My baby sister died in an accident in 1949; my other sister, who is a genealogist, recently came across a sign-in book from the baby’s wake. We were perplexed to see that only one of my father’s siblings had attended, or at least they had not signed in. We are trying to come up with reasons why their names were not in the book. What can you tell me about sign-in customs at that time among 3rd-generation German-Americans living in Ohio?
Our staff did some digging around but did not find anything specific to 3rd generation German-Americans regarding funeral register books. However, we have a few guesses that might explain why only 1 sibling’s name was in the book:
Guess 1: Perhaps some of the relatives didn’t sign because they figured their presence would be remembered or assumed because of their position in the family, so they didn’t think signing would be necessary.

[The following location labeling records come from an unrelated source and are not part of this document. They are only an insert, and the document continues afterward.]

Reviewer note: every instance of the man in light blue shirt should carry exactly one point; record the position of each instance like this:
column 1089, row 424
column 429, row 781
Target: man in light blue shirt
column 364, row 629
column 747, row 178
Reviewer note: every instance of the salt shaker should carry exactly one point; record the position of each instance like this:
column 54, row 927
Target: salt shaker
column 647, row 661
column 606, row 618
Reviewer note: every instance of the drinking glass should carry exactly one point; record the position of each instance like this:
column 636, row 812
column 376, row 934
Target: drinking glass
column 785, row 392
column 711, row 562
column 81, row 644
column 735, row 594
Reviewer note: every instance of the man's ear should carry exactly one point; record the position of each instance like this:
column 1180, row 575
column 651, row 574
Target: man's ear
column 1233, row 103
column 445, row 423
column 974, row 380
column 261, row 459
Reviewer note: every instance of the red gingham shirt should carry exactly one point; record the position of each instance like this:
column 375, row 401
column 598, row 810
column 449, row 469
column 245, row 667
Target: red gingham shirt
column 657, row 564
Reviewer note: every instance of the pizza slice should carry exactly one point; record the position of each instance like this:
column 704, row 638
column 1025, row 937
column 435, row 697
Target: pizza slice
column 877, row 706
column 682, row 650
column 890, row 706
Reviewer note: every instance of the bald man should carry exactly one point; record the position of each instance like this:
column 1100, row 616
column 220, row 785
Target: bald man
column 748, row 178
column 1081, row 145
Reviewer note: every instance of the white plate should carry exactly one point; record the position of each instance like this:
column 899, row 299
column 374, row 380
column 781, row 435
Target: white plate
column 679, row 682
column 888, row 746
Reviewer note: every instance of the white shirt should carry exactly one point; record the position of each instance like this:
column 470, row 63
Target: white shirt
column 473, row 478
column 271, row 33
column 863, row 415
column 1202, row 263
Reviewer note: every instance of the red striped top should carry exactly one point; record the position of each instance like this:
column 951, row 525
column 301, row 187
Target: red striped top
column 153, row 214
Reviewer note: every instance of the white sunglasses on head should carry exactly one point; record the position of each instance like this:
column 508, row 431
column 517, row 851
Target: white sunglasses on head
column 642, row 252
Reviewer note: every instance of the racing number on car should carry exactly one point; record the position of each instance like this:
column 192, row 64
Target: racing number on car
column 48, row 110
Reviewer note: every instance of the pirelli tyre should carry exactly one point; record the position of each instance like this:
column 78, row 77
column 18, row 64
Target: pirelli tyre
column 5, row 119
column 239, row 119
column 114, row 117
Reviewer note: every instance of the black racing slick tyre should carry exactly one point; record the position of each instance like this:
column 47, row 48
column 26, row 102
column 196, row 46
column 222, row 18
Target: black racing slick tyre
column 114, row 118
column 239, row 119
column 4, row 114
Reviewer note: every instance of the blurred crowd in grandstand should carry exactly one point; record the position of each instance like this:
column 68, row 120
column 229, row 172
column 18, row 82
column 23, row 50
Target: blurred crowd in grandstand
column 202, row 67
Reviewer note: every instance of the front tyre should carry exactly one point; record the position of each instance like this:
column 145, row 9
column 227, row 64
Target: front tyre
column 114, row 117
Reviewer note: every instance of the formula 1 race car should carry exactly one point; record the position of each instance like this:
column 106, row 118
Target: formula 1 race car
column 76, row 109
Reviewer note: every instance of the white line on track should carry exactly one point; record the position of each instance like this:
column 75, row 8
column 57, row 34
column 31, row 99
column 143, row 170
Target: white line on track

Or similarly, maybe the 1 sibling signed as a representative for the others.
Guess 2: Perhaps the book was set in a place that wasn’t easy to see and the relatives missed it.
Guess 3: Perhaps they really weren’t there for one reason or another, maybe an illness kept them from coming.
Guess 4: Perhaps they did sign it, but changed their name afterwards. This guess is based on the fact that many people of German descent did adjust their names to sound more American during and after World War II, although if there was some name changing that happened, you would probably already know that.